I think you are trying to solve a "problem" that most of us do not identify as a problem, and in fact I would gather most of us find the digging to be an endearing feature of the fish that is enjoyable to watch.

How does an undergravel filter even work with sand anyways?


----------



## lucid_eye

Rhinox, when I first switched to sand in a ten gallon i simply covered the ugf with pantyhose. It worked well. It kept the water crystal clear, however the sand was always littered with food and waste.


----------



## Is it just me

aprildawn said:


> There is nothing that you can do. . They are just diggers. Mine are the same way.I take it as entertainment.


Diggers?


----------



## Auballagh

Hello, and welcome to Cichlid Forum! 
I see you have utilized the 'Necromancer' capability of the site? And while yes, there are a couple folks in that posting thread still active on the site, I suspect the OP has since gone on to other 'Cichlid Breeding Adventures' elsewhere....
And yes, a LOT of Cichlid species (both New World and Old World/African) are quite the industrious little diggers in the aquarium. You might be surprised at how much substrate sand that one, or a few determined diggers in a tank can move!


----------



## Trademark

Under gravel filters work great until they don’t, which is inevitable!


----------



## Rockfella

New under gravel filter concept by Dr. Novak working good for many. It needs to be tweaked. Substrate 3-4" thick. Air lift tube the size of substrate thickness so 3-4" and water movement very slow : use a low power bubbler.


----------



## Rockfella

OrbitalJosh said:


> With all kind regards, I don't mean to offend you here.
> 
> Please refrain from telling me whether or not cichlids are my fish are not. I have 3 running tanks with cichlids in them. I am a cichlid breeder. Just the other day I had my yellow fin acei produce around 70 fry. I know what im doing. All I wanted to know is whether or not there was a method of stopping my cichlids from digging. And from other posts, I have realised that there is no method.
> 
> Regards
> 
> Josh


There is. You need a second layer of ugf plates on top of your substrate and put some more sub on top. They will throw the sub here and there and you will see the ugf plates but they won't be able to dig much. Some folks use mesh. I used ugf plates as I already has these. You could try plastic crafts mesh, either black or white.


----------



## Auballagh

Wow, looks like you have definitely figured this 'digging Cichlid' problem out! Well, at least as far as how their relentless digging efforts can/will disrupt the effectiveness of an Under Gravel Filtration (UGF) system.
-
But, you have to REALLY want that UGF system to build something kind of amazing like this. And unfortunately, the reality for most of us is that the aquarium-keeping community has moved on from this type of filtration system to Hang On Back power filters, Canister filters or even Sump filtration in many cases.
But as you have shown us, (in written description AND pictures - thanks!) the classic and honored old UGF will certainly still work to do the job. 
It's just that most of us have moved on to simpler, cleaner and much easier to maintain modern filtration systems.


----------



## Rockfella

Auballagh said:


> Wow, looks like you have definitely figured this 'digging Cichlid' problem out! Well, at least as far as how their relentless digging efforts can/will disrupt the effectiveness of an Under Gravel Filtration (UGF) system.
> -
> But, you have to REALLY want that UGF system to build something kind of amazing like this. And unfortunately, the reality for most of us is that the aquarium-keeping community has moved on from this type of filtration system to Hang On Back power filters, Canister filters or even Sump filtration in many cases.
> But as you have shown us, (in written description AND pictures - thanks!) the classic and honored old UGF will certainly still work to do the job.
> It's just that most of us have moved on to simpler, cleaner and much easier to maintain modern filtration systems.
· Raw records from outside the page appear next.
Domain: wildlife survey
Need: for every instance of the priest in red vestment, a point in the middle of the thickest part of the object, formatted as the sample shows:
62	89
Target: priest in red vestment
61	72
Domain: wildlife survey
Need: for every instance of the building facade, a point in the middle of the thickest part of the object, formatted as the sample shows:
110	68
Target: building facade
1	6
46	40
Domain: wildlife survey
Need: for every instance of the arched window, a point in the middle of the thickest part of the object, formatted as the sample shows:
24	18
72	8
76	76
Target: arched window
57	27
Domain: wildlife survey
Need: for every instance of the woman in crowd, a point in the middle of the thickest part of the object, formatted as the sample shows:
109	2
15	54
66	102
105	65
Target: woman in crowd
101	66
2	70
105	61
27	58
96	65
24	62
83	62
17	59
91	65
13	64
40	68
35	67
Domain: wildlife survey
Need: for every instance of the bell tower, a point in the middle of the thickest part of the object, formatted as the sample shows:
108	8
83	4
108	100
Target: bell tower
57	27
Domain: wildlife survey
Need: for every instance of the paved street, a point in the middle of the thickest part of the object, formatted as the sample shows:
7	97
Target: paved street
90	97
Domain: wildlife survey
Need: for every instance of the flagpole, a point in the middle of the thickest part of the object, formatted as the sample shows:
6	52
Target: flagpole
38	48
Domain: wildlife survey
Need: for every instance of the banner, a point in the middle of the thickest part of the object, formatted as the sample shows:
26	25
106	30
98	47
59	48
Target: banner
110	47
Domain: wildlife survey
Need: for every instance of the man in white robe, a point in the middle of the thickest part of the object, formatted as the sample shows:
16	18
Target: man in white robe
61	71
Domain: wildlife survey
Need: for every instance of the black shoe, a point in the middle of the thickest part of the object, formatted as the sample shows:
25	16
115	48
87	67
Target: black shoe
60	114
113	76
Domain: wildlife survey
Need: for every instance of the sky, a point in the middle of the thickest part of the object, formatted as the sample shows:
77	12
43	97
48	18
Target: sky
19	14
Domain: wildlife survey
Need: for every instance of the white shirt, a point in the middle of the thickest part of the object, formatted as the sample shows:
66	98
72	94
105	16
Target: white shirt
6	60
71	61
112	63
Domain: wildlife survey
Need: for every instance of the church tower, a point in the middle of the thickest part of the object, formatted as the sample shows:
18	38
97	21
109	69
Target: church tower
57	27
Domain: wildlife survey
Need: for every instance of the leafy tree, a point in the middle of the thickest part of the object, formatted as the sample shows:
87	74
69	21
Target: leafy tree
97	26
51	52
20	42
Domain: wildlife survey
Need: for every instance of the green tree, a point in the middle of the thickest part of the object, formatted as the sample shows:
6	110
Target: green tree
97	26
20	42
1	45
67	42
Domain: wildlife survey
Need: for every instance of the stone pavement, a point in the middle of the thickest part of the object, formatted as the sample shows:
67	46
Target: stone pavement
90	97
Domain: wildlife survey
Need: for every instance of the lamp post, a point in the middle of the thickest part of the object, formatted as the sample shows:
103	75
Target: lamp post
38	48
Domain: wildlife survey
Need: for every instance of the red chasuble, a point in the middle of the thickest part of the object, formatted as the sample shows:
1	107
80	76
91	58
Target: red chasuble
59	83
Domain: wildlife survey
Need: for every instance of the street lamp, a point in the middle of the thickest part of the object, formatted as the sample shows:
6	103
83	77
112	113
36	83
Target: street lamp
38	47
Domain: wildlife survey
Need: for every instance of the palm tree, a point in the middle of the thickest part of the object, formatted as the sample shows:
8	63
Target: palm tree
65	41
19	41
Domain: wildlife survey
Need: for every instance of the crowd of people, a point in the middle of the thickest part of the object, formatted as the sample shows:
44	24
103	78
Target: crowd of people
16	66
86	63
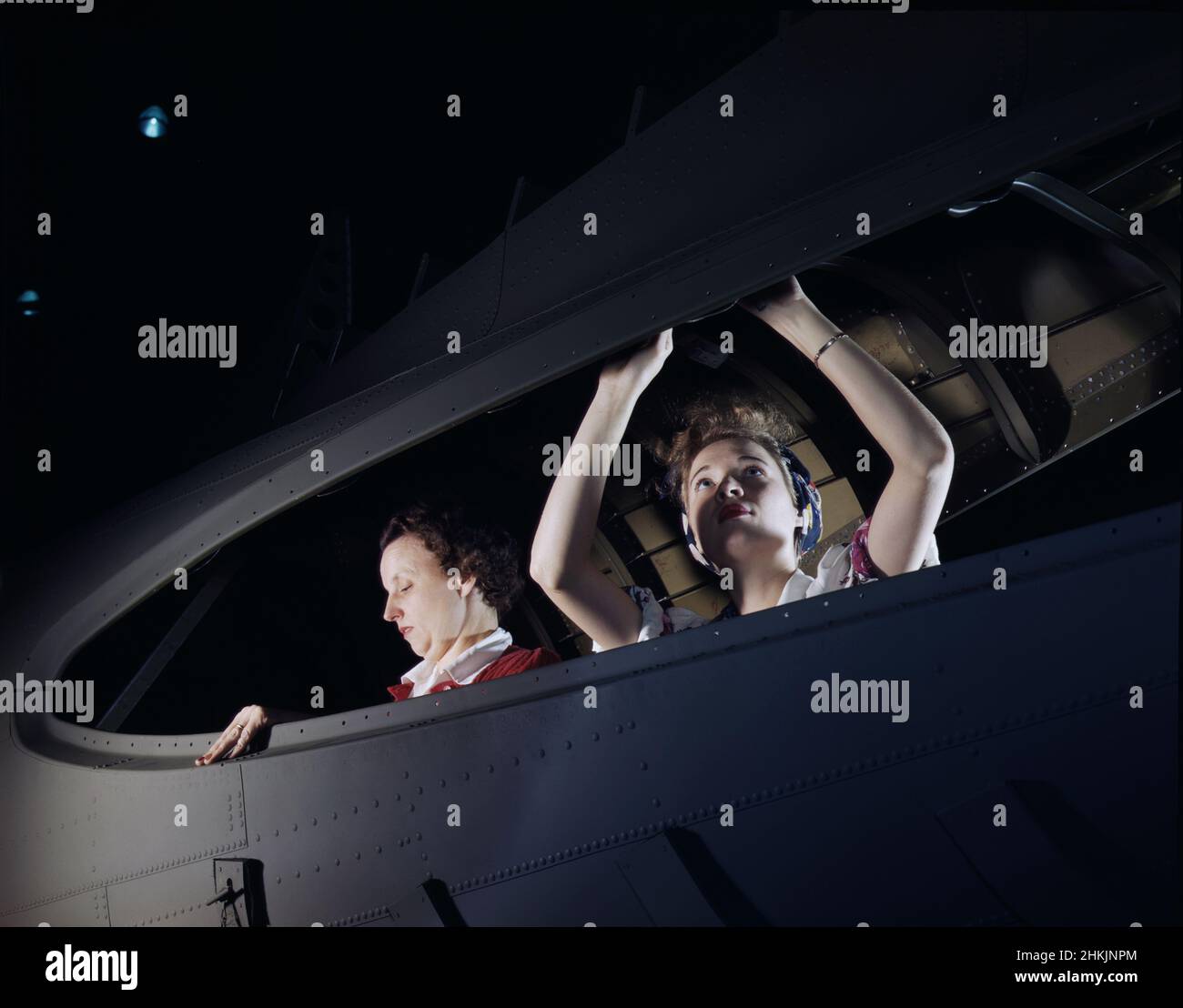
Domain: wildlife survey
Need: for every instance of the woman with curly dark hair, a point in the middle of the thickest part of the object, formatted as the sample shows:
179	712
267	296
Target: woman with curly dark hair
749	508
448	583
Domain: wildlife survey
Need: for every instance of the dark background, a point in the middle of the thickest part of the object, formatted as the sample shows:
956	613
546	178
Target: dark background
296	109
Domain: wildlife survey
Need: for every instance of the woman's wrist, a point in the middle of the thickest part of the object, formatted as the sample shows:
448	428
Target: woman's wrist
620	390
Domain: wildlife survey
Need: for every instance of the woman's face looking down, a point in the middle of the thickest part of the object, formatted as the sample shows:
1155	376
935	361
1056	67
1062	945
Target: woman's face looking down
741	508
427	606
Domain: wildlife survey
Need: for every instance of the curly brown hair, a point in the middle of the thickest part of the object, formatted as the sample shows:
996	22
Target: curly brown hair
717	418
488	552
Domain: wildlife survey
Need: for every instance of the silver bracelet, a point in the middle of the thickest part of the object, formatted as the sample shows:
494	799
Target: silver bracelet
829	343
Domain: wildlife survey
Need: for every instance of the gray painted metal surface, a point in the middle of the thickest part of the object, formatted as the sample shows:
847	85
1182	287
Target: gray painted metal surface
839	818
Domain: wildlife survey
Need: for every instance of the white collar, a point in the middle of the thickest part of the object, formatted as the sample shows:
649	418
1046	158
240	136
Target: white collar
466	665
795	588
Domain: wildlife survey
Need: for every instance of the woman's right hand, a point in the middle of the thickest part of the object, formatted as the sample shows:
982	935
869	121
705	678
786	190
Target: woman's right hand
637	368
238	733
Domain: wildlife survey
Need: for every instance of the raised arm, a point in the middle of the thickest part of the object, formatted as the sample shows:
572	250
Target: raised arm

Thanks but I just looked it up online and used what I got . They still like to throw coral sub around and I almost see the plates but they can't dig deep enough to disturb the plenum. I guess we need something really powerful for a well stocked cichlid tank. I do have a top SUMP with BCBs in it and 6x GPH turnover. Not totally relying on the UGF. UGF is cheap and works (of all what I have read) if used the way Dr. Novak recommends (I just started fish keeping in June 2021) and is seldom disturbed.
Pics of my DIY ghetto set up:


----------



## Auballagh

WHHhhhhaaaaa.......????!!!! 
-
Look at that! I guess I'm definitely gonna have to just start calling you 'Old School'. 
-
Oh man, it's seriously been DECADES since I've seen something built like that! To explain.... 'Back in the day', my uncle had a really big, DIY-Built plywood tank with an above tank sump above it. That wonderful contraption ran off of an actual, external/in-line HOT TUB WATER PUMP, that drew suction from within the aquarium and pumped it up to another plywood-built sort-of trickle filter/sump on top of it. His above tank sump had a filter media section that was filled up with lava rock. A PVC spray bar dumped water from the tank over a plastic drip plate, set on top of the lava rock.
A thermostatically controlled, electric heating element was kept in the bottom of that thing, and two overflows about 4 inches high or so dumped water back into the tank via two independent spray bars. The sump/cabinet thing on his aquarium was mounted much higher than yours at approximately 3 feet above the tank. Oddly enough - I've owned modern below tank sumps that were much louder when running, than his 'old school' design was.
That thing (built in the 70s) made for an extremely clean aquarium to visually look at (municipal design?), and worked like a champ!.


----------